Canção para Meu Pai fala muito de arquitetura. No momento, parece haver um pé atrás com as obras espetaculares, em favor de uma arquitetura mais pensada nas pessoas que vão usá-la. O que acha disso? Queria fazer uma homenagem aos arquitetos da geração do meu pai. Ele podia desenhar grandes projetos ou um bicicletário pequeno em Haifa, ficava feliz do mesmo jeito. Os grandes arquitetos de hoje parecem querer fazer só aeroportos, museus, estádios. Às vezes, acho que eles estão com inveja de nós, cineastas, porque desejam apenas produzir imagens. E a boa arquitetura, para mim, vai além das imagens. Estou cansado do uso de vidro e alumínio. Devemos voltar atrás, pensar em ambientes agradáveis, com árvores, espaços públicos, boas proporções. Vamos começar com isso. Deixemos o exibicionismo para depois.

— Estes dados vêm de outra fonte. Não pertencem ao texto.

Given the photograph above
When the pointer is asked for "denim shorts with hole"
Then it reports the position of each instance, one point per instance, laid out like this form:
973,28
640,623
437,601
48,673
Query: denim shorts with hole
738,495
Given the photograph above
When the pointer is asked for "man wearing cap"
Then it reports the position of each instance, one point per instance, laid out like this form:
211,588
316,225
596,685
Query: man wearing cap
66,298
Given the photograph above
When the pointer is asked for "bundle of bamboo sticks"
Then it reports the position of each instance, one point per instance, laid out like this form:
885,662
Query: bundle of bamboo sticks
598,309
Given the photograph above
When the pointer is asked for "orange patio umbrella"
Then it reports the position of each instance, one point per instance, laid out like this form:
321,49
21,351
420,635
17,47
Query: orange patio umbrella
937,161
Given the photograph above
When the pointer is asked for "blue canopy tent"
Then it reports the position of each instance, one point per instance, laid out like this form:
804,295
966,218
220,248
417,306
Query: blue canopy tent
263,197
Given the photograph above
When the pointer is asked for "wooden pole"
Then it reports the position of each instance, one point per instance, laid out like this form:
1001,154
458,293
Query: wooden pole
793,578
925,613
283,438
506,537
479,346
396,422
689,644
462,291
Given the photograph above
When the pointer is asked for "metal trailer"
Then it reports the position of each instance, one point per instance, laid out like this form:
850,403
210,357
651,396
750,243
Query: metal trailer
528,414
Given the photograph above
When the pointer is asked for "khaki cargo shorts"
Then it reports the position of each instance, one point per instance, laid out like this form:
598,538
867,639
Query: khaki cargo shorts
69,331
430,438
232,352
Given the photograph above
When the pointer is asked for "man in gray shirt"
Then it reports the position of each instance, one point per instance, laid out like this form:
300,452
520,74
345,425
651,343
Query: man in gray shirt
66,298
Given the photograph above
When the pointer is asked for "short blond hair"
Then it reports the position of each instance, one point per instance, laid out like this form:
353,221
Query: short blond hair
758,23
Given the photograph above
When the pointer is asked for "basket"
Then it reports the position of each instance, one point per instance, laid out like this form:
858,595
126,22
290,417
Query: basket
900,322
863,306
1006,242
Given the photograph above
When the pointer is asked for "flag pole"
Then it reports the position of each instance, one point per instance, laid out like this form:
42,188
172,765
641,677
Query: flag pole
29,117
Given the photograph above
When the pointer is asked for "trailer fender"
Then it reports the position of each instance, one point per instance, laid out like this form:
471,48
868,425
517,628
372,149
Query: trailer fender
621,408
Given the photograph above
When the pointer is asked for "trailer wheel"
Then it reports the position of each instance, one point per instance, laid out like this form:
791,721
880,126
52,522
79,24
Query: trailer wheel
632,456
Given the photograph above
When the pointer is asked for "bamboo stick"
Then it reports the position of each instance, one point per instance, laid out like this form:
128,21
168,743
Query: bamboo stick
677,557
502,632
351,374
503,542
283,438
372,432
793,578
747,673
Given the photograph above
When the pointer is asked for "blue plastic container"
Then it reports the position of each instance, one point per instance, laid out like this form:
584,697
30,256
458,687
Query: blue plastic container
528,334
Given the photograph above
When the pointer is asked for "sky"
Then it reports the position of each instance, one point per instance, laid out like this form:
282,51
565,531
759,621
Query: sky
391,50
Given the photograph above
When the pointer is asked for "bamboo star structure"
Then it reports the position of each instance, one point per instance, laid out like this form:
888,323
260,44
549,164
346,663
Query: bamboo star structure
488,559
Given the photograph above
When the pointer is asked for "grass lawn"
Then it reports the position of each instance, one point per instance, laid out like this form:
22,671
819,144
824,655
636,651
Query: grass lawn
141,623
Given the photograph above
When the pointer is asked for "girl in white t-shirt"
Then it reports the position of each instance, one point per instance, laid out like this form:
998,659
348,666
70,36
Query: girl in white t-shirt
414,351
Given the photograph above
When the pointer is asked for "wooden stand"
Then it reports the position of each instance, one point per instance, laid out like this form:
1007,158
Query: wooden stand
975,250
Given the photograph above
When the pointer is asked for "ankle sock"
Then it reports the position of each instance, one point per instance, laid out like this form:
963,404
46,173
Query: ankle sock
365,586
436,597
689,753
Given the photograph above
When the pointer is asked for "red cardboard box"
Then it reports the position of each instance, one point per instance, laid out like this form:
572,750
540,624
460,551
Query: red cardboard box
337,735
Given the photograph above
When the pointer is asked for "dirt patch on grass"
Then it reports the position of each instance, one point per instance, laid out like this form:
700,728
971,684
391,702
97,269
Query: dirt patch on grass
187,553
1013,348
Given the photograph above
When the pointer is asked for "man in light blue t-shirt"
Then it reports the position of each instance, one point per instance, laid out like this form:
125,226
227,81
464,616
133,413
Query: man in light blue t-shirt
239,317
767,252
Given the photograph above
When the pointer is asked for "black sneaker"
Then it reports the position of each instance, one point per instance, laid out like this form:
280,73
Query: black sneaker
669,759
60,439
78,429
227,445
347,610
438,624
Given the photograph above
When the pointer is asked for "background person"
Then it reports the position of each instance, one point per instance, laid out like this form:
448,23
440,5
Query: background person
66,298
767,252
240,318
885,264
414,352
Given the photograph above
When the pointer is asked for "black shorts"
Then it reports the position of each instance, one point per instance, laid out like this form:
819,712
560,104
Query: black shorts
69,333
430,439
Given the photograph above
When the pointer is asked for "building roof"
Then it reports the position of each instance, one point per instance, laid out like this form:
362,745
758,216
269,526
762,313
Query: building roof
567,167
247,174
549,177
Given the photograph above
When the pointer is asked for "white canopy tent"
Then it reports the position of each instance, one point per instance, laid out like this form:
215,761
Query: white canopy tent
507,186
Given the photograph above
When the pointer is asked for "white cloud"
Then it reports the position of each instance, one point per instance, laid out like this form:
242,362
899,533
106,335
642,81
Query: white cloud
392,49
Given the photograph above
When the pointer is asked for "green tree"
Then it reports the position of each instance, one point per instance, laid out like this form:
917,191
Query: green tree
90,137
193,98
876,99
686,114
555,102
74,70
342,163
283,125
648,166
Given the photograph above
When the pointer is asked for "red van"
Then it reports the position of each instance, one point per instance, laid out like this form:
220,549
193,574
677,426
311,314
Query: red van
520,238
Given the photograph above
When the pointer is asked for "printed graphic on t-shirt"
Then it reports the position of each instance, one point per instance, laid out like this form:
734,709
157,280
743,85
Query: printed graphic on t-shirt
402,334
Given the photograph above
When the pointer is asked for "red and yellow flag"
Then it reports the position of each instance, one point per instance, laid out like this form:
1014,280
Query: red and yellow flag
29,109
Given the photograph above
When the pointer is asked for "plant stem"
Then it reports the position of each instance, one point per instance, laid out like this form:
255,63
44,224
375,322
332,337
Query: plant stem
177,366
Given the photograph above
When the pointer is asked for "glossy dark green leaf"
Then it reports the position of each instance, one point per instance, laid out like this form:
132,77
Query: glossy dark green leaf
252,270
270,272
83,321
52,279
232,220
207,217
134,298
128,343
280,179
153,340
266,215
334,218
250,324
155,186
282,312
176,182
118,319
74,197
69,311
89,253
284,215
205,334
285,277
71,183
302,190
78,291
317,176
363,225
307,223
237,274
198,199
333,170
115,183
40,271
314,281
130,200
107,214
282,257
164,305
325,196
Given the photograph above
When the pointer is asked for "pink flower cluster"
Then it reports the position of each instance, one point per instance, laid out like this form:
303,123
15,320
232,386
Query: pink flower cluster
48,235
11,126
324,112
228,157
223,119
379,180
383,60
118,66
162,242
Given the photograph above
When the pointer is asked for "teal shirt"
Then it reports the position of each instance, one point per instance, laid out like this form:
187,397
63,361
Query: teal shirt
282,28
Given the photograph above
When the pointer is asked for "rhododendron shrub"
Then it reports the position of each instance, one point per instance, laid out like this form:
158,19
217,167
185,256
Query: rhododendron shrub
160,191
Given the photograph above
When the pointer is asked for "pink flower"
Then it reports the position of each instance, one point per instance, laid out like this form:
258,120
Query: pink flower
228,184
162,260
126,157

São Paulo é uma bagunça em termos de arquitetura. Como se sente aqui? É uma declaração sobre a modernidade. É caótico, com seus congestionamentos. Para mim, São Paulo é um ponto de interrogação. Ela vai se tornar cada vez pior? Ou as pessoas vão pensar que, numa cidade grande e importante como São Paulo, é preciso ter um bom transporte público? Que é preciso se livrar dos carros privados? E abrir espaços públicos abertos? Aí é uma questão dos poderes políticos: eles são capazes de fazer isso? Pegue Brasília, por exemplo. Você pode gostar ou não, mas o interessante é que, em determinado momento da história, os políticos podiam tomar essa decisão. E hoje, eles não podem mais. Por exemplo, vamos fechar parte das ruas e criar bondes. Tudo está tão complicado que não sei se dá. É interessante ver o que vai acontecer a São Paulo. Estou conversando com os arquitetos suíços Herzog & De Meuron, que querem que eu faça um filme com eles. E falo para eles a mesma coisa que estou dizendo aqui, mas continuam abertos. Quero visitar o local onde deve ser construído o centro cultural projetado por eles aqui em São Paulo. Pouco a pouco, estou me interessando de novo pela arquitetura. Não me arrependo de ter abandonado, eu desenhei poucos projetos, meu apartamento, o da minha mãe. E vou fazer um centro de cinema perto do Mar Morto.

E como vê o cinema hoje? Não entendo a empolgação com essa revolução da internet. Politicamente, é um importante instrumento. Mas em termos de cultura está dando uma ilusão muito superficial de acessibilidade. Um bom livro não é fácil. Nem um bom filme, não é para ser consumido, é para ser interpretado. Vamos ver. É um período de transição. Não podemos dizer que é tudo negativo. Temos de encontrar maneiras de expor obras mais desafiadoras e torná-las acessíveis a uma nova geração.